Ma i prezzi da pagare non sono finiti. Il Comune di Carrara amministra le cave con due diversi sistemi: le concessioni e i beni estimati. Le concessioni vengono date a singole persone o a soci che temporaneamente (in media 29 anni) hanno il diritto di gestire la cava, che comunque resta proprietà del Comune e quindi bene pubblico. I concessionari, per estrarre il marmo, devono pagare un canone fisso al Comune e uno alla Regione. I beni estimati invece sono un retaggio del ’700, eredità di un editto della principessa di Carrara Maria Teresa Cybo-Malaspina. Vengono considerati come proprietà privata a tutti gli effetti, non hanno scadenza, e chi li gestisce non ha l’obbligo di pagare niente al Comune, ma deve versare solo un contributo alla Regione, pari al 5% del valore della produzione. A Carrara i beni estimati sono un terzo del totale, mentre la maggior parte delle cave rispondono a una forma mista a metà tra agro marmifero e bene estimato.

Il marmo, in un modo o nell’altro, continua a essere estratto e a essere venduto a peso d’oro. Oggi però conviene molto di più far lavorare la materia all’estero, dove la manodopera costa meno. La tendenza è quella di imbarcare su una nave il blocco di marmo grezzo. Negli ultimi anni infatti la crisi ha colpito soprattutto le segherie e i laboratori in piano, che hanno chiuso a dozzine. Un’ulteriore conferma è il vertiginoso calo degli iscritti alla Scuola del marmo, un istituto professionale presente solo a Carrara, nato a fine ’800 per formare maestranze da far lavorare in loco.
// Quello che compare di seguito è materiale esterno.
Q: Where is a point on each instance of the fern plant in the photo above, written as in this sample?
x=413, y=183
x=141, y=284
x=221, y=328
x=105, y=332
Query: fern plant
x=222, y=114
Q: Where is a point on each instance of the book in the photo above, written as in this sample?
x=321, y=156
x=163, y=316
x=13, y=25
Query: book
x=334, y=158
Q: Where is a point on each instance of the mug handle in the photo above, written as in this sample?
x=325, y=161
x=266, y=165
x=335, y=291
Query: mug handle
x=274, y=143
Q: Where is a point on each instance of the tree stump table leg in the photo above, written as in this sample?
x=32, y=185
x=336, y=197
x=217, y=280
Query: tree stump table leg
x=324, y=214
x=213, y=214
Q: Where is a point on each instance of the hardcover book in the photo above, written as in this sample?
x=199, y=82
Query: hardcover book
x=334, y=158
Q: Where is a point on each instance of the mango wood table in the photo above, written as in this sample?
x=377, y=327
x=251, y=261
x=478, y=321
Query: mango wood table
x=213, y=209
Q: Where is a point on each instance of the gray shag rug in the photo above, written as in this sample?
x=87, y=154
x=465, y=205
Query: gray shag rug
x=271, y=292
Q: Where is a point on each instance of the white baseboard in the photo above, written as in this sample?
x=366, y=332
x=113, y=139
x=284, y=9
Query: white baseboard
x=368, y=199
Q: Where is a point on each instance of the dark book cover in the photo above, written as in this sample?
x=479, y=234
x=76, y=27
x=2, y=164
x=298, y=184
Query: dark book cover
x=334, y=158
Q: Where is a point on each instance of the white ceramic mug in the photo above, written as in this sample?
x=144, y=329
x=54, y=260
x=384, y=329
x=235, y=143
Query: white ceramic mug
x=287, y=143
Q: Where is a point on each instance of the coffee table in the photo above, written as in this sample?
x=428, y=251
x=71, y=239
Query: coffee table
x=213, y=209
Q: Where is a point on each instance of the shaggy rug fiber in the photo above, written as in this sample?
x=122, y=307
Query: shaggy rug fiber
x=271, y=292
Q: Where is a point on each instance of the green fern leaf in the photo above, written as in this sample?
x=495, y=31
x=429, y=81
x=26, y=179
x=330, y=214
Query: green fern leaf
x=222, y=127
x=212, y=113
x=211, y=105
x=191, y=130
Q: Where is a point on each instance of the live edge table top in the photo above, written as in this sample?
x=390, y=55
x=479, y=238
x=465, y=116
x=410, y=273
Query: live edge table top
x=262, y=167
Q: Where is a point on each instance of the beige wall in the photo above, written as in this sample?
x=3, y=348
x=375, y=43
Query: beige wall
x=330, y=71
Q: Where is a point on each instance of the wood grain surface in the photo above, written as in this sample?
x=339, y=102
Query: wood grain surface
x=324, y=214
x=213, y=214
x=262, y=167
Il blocco viene quindi sempre di più spedito lontano e non è molta la ricchezza che rimane in zona. Ci sono però alcune eccezioni, o almeno, alcune resistenze. Nonostante molte aziende, soprattutto a gestione familiare, abbiano chiuso, c’è chi, come Bruno Canalini, proprietario di un laboratorio artigiano ereditato dal padre, non si è arreso e prova a far ripartire proprio da Carrara la forza dell’oro bianco.